Padahal, Gubernur Bali, Made Mangku Pastika sempat mengingatkan bahwa proses berkesenian memang sudah seharusnya mengadaptasi perkembangan dan kemajuan peradaban global dengan teknologi serba canggihnya. Sehingga, upaya pelestarian dan pengembangan kebudayaan bangsa berbasis kearifan lokal khas Bali mampu memberikan kesejahteraan berkelanjutan terutama bagi para pelakunya, seniman tentunya.

Diakuinya memang pada masa lalu pertunjukan seni budaya tidak membutuhkan panggung dan tata cahaya (lighting) ataupun tata suara (sound system).

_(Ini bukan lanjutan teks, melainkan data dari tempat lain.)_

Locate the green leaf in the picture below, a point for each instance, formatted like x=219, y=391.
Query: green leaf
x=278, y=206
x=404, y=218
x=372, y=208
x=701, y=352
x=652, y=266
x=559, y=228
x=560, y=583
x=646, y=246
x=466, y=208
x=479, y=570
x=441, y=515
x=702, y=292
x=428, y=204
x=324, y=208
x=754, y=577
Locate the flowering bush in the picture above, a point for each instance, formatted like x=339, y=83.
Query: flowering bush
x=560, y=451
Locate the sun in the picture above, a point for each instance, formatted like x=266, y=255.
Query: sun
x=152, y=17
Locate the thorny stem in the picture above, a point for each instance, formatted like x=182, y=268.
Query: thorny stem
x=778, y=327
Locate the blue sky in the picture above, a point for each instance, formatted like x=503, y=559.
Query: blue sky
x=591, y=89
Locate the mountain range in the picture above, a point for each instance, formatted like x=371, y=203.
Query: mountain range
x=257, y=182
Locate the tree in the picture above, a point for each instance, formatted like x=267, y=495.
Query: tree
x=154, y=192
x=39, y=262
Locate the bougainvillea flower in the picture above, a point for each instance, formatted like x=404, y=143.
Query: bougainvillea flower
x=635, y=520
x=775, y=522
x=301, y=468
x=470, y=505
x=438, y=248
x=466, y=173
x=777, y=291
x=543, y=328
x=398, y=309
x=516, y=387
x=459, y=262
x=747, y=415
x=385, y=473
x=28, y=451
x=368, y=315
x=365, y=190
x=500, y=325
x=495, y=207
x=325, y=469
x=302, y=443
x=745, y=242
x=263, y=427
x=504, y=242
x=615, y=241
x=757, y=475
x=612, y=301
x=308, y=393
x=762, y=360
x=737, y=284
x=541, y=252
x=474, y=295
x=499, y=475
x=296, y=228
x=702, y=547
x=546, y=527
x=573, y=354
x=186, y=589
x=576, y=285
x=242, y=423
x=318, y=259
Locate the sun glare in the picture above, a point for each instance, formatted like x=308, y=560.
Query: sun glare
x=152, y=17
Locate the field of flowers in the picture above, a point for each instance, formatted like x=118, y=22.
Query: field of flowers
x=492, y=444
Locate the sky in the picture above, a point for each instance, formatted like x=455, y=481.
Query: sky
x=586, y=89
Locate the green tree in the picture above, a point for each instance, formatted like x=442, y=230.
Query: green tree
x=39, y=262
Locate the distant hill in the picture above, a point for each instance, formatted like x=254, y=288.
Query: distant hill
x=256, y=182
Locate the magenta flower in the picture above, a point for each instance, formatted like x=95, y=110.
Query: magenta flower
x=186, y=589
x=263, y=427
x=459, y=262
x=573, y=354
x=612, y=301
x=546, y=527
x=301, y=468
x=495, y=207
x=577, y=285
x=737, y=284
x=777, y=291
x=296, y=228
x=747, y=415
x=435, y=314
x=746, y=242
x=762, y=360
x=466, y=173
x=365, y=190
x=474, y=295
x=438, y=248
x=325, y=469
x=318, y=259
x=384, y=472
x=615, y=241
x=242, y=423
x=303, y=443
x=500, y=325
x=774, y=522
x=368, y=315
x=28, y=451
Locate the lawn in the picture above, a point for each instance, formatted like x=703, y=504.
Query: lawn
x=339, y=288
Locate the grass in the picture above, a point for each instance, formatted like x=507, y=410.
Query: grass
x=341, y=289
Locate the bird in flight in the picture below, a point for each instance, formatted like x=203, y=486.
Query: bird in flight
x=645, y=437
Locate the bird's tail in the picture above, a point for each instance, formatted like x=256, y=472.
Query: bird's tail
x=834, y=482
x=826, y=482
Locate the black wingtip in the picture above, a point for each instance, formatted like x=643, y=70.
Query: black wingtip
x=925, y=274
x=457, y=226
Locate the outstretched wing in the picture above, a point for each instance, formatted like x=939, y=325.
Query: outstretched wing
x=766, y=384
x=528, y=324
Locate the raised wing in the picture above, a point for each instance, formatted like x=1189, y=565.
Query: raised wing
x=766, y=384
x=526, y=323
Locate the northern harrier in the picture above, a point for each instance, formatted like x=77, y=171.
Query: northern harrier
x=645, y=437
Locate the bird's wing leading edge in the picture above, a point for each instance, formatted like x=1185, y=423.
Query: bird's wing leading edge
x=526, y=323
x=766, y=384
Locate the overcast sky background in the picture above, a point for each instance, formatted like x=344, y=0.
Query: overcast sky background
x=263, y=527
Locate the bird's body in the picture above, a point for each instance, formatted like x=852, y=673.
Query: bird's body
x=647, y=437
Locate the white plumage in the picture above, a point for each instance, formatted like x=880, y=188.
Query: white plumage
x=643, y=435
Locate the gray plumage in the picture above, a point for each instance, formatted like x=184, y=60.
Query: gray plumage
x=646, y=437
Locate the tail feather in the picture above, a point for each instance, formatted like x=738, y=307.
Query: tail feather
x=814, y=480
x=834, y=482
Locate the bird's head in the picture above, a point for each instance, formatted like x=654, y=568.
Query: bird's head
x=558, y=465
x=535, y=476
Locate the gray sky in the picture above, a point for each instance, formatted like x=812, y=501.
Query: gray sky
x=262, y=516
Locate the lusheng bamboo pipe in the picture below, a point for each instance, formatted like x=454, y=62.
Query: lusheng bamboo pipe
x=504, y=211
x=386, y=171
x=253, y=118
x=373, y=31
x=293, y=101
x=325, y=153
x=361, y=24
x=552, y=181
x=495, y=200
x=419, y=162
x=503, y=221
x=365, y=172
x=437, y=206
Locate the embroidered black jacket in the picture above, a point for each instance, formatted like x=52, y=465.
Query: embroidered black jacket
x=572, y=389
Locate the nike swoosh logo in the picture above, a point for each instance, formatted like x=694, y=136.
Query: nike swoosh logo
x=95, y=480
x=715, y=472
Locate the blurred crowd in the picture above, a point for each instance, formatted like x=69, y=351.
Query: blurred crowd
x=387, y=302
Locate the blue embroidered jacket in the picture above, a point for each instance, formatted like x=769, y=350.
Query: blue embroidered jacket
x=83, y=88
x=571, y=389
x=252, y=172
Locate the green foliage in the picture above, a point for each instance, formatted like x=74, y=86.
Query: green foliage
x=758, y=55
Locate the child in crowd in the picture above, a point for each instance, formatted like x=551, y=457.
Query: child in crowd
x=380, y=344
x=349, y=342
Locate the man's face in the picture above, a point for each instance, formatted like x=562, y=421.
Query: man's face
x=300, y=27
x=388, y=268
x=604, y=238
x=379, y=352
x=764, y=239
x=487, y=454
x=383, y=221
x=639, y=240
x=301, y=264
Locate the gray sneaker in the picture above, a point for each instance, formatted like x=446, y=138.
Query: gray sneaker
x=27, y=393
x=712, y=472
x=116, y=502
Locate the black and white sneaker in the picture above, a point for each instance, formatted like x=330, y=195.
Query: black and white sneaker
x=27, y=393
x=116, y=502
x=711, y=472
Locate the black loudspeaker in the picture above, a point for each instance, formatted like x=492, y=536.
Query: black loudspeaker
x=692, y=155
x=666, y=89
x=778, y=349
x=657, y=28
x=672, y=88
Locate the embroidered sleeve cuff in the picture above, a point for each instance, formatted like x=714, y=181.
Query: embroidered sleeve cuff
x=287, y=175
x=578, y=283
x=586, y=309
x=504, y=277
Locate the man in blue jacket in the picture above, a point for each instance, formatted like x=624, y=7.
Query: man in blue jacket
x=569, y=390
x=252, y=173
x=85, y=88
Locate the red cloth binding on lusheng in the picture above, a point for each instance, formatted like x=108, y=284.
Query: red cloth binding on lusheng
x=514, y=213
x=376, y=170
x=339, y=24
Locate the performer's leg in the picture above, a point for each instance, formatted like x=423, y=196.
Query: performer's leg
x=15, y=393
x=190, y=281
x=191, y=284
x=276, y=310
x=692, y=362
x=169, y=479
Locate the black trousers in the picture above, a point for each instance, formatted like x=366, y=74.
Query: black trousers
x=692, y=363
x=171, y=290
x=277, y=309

Tapi, sesuai konteks kekinian panggung dengan segala perlengkapannya memang sudah menjadi sebuah keharusan ataupun kebutuhan untuk memberikan sentuhan berbeda, termasuk pertunjukan seni budaya pun dituntut harus memberikan kesan kebaruan, sehingga mampu menghibur sekaligus memberikan nilai edukasi positif bagi pencetakan karakter bangsa di masa depan.

Melalui pelaksanaan peragaan dan pementasan seni budaya, Bali Mandara Mahalango ini semestinya seniman ataupun pelaku seni dapat meningkatkan kualitas kreatifnya dalam menciptakan karya seni terbaiknya. Ini tentunya, sebagai upaya menegaskan perbedaan dengan pelaksanaan Pesta Kesenian Bali (PKB), yang kini telah berlangsung selama 37 tahun.

Menyikapi dinamika tersebut, sebagai kajian kritis tentunya tahun depan perlu adanya pembentuk tim manajemen stage/panggung yang lebih profesional dan andal, dengan melibatkan relawan dari kalangan mahasiswa ataupun para pakar/ahli di bidangnya. Sehingga, persoalan seperti pengaturan tata cahaya (lighting), tata suara (sound system) tidak terulang lagi, termasuk penataan perlengkapan dan dekorasi panggung, agar sesuai kebutuhan dari pertunjukan seni budaya yang disajikan/dipentaskan.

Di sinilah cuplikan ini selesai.